So schützen Sparkassen und Banken in Schleswig-Holstein ihre hinweisgebenden Mitarbeiter

Kiel, Itzehoe | analogo.de – Wenn es um den Schutz von Hinweisgebern geht, stehen Sparkassen und Banken oft deutlicher im Fokus als Industrieunternehmen. Über Banken werden die großen Transaktionen abgewickelt, wenn es um Geldwäsche, Korruption oder andere finanzinduzierte Betrugsarten geht. Breitflächig sind Finanzinstitute in schmutzige Geschäfte involviert. analogo.de wollte wissen, wie denn die Mitarbeiter in schleswig-holsteinischen Finanzinstituten geschützt sind, wenn sie auf solche Verfehlungen aufmerksam machen.
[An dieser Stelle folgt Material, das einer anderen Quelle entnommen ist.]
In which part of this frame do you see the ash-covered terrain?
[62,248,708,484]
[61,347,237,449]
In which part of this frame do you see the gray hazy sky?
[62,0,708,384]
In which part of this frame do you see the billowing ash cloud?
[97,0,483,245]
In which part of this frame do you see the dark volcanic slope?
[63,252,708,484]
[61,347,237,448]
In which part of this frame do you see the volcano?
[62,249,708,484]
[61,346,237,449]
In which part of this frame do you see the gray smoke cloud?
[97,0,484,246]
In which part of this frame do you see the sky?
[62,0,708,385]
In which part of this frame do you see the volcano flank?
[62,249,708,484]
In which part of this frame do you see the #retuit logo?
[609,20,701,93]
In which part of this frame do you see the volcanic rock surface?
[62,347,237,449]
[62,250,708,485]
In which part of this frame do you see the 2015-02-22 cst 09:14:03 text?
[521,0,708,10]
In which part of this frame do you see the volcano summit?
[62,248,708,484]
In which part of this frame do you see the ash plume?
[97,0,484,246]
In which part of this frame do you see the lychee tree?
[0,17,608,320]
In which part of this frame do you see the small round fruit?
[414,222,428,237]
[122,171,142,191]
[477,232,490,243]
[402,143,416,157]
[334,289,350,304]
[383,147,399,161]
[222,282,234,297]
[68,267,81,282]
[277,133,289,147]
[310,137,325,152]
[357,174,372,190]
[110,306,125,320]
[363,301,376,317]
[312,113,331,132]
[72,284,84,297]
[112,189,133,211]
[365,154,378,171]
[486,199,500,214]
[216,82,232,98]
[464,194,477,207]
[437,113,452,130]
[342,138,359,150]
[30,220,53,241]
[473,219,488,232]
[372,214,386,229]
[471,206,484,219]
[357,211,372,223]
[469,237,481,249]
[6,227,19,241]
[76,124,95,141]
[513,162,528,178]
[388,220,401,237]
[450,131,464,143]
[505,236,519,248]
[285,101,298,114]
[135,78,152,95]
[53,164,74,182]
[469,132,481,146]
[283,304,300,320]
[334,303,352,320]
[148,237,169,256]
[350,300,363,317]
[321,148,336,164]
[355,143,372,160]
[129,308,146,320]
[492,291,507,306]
Haben Banken und Sparkassen im hohen Norden bereits jetzt analog der EU-Whistleblowerschutzrichtlinie Mechanismen eingerichtet, die einen effektiven Whistleblowerschutz gewährleisten? Solch ein Schutz wären etwa anonyme Briefkästen, ein unabhängiger Anwalt, und vor allem die ausgesprochene Garantie des internen Verbotes von Repressalien. Im fünften Teil des großen ANA LOGO Reports präsentieren wir hier die Ergebnisse unserer Befragung an Finanzinstitute. Zur Sprache kommen so unterschiedliche Institute wie die Commerzbank und die Sparkasse Westholstein. Im ersten Teil der Reportage führten wir in die Thematik ein, wie es um den Whistleblowerschutz bei Schleswig-Holsteins TOP 100 Arbeitgebern bestellt ist.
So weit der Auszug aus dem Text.